Assim se deu, por exemplo, no caso da Súmula 13 do Supremo Tribunal Federal (STF). Viu-se a Corte obrigada a editá-la, dando-lhe força de lei, na tentativa de pôr fim à polêmica questão do nepotismo no serviço público, pois embora a Constituição, por meio de princípios genéricos, já o proibisse, tal prática era ilimitadamente corrente. Pois esse papel legislativo dos tribunais superiores terá de ser novamente exercido ao longo deste ano em outras matérias, igualmente polêmicas, porque o arcabouço legal existente, que teoricamente deveria regulá-las, encontra-se poluído por contraditórias interpretações. Ou por lacunas insanáveis.

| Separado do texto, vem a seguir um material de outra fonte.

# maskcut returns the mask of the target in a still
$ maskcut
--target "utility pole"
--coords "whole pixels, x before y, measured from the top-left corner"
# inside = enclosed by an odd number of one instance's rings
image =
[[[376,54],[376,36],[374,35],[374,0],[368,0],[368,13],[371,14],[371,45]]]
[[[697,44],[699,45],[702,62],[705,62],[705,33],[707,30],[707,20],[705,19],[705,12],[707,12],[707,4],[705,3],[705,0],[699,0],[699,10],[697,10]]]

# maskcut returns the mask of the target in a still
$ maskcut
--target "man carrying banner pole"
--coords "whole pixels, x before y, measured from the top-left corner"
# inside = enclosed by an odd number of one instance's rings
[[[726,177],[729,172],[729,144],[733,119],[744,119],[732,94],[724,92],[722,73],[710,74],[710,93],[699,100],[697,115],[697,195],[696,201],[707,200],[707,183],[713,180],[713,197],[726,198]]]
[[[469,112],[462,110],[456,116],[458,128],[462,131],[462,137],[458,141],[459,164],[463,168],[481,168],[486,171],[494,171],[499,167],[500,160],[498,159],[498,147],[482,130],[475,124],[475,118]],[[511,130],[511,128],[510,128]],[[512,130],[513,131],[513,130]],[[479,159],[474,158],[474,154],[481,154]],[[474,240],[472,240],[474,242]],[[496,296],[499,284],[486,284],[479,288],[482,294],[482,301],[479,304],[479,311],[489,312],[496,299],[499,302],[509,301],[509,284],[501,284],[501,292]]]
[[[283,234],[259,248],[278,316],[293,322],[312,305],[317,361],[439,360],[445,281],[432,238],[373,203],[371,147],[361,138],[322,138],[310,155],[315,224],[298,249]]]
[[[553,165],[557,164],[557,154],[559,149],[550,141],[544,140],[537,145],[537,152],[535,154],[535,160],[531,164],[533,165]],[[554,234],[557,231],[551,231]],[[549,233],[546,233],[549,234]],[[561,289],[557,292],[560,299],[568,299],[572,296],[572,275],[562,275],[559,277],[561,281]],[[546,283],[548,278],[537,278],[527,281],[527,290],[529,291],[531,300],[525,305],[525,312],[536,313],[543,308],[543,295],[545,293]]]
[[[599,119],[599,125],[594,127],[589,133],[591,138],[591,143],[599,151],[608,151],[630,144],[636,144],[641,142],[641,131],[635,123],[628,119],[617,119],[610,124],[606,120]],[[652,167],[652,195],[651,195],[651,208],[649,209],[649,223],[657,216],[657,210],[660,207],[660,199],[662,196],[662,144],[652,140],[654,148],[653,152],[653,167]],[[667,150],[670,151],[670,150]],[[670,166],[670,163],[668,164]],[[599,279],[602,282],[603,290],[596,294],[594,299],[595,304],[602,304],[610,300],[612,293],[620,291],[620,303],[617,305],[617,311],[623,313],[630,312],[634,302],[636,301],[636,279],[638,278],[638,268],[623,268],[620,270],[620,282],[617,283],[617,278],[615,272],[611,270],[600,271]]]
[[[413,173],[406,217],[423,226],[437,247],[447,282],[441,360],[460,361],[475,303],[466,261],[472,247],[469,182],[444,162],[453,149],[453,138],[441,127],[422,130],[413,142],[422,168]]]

Assim, só no âmbito do STF, conforme levantou reportagem que publicamos na última sexta-feira, terão de ser resolvidas questões de grande impacto em várias áreas. Uma das situações diz respeito à suposta bitributação ICMS/Cofins, que enormes prejuízos fiscais tem dado às empresas. Outro caso à espera de decisão definitiva refere-se à competência do Ministério Público para realizar investigações em inquéritos criminais. E há três outros que mexem com as tradições e com a sensibilidade da sociedade brasileira – a do direito de abortar fetos anencéfalos; a de legitimar as uniões homossexuais; e a de regular as cotas raciais para acesso ao ensino superior.

Como se vê, não bastam leis e nem necessariamente novas precisam ser editadas. Mais do que isso, a sociedade precisa saber como aplicá-las – missão relevante que agrega cada vez mais importância ao papel judicante das nossas cortes.